La scheda avrebbe dovuto essere inserita nel fascicolo e gli investigatori avrebbero dovuto concentrarsi su Vieyra, nel 2009.
Vieyra, che aveva 16 anni al momento dell’omicidio di Scott, viveva nelle vicinanze e, secondo Ross, apparteneva a una banda ormai defunta, Killing Mob Watts. Il movente potrebbe essere stato un furto con scasso, ha detto Ross. Ma la casa era un disastro dopo la lotta di Scott con l’assassino e qualunque altra cosa l’assassino avesse fatto mentre era lì. La sua famiglia non ha mai riferito che mancasse qualcosa. Il 17 agosto 2017, poco più di 16 anni dopo l’omicidio di Ruby Scott, Vieyra è stato arrestato.
Ha detto che non conosceva Ruby Scott e non ricordava se l’avesse uccisa. Non sapeva perché il suo sangue fosse a casa di Scott o perché fosse stato arrestato per il crimine. Ha detto di aver vissuto a Watts ad un certo punto, sulla Wilmington tra la 104esima e la 105esima, e di entrare e uscire dal riformatorio nel momento dell’omicidio.
“Avrebbero dovuto arrestarmi per questo mentre ero in prigione. Perché ci hanno messo così tanto tempo?”

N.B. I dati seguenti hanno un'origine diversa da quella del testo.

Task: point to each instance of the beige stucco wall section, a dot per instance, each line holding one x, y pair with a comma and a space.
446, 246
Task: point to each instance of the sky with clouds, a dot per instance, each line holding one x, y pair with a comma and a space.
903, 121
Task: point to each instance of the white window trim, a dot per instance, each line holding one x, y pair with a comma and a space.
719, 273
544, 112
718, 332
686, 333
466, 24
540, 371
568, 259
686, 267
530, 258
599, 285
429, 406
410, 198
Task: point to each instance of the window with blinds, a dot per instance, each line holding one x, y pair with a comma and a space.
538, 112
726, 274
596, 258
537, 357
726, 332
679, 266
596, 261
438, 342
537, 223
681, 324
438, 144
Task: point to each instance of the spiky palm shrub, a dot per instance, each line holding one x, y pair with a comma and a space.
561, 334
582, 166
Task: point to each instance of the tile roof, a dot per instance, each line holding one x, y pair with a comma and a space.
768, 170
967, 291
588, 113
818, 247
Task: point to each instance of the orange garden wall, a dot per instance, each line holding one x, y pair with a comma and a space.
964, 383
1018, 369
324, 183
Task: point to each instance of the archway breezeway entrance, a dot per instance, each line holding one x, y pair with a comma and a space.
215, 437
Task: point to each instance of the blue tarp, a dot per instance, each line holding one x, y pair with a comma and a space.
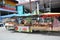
6, 10
8, 16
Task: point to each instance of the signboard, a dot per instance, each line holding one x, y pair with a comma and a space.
20, 9
23, 28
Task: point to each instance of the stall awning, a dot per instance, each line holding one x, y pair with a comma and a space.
1, 9
8, 16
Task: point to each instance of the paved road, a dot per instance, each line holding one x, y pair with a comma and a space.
9, 35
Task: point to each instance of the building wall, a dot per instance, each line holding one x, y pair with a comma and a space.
10, 2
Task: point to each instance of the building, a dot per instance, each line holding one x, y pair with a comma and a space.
7, 7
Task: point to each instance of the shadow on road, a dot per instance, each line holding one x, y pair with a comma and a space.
42, 33
47, 33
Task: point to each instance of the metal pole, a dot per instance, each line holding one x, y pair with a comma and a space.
37, 7
30, 6
49, 5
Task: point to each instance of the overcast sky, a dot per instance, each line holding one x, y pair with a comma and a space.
22, 1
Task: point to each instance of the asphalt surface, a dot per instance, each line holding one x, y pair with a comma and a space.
10, 35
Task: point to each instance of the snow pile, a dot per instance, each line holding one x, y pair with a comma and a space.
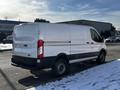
103, 77
5, 46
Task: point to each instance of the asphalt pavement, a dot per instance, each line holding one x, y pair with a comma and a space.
12, 77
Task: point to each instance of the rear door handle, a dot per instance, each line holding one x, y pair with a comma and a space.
87, 42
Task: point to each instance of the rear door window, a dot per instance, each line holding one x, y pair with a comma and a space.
95, 36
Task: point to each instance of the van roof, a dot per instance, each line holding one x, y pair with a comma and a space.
39, 23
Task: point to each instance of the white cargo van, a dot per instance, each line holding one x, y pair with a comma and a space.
46, 45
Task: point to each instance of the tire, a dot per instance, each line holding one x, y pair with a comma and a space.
101, 58
60, 67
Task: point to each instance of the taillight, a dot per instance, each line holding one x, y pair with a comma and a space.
40, 49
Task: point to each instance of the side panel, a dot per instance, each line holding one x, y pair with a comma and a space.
25, 40
56, 39
80, 40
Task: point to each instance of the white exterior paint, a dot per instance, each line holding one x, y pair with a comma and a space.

Il 13 novembre, Vieyra ha accettato l’accusa di omicidio colposo, rapina di secondo grado e furto con scasso di primo grado. Il tempo trascorso dal suo arresto avrebbe ridotto di circa sei anni la sua condanna a 14 anni e quattro mesi.
Durante un’udienza il 16 gennaio per finalizzare la sentenza, una nipote della vittima, Pamela Clark, si è rivolta a Vieyra, che sedeva su una sedia a rotelle accanto a Lee.
«Forse eri in quella casa. Te lo ricordi, Javier? Tu e i tuoi amici avete riso di lei? L’hai chiamata vecchia signora? … Come l’hai uccisa?” Clark mostrò una foto della sua prozia. “Ti ricordi di lei? Lei ha combattuto contro di te… Che trauma ti è successo?” Ha detto Clark, con la voce soffocata dalle lacrime che si alzava.
Vieyra ha risposto: “LAPD”. Il giudice ha avvertito Clark di stare attenta al suo linguaggio. Ha continuato in tono più calmo. “La brutalità in cui è morta. Questo mi perseguiterà”, ha detto. «Spero che ti ricordi di averle tolto la vita. Spero che ti perseguiti”.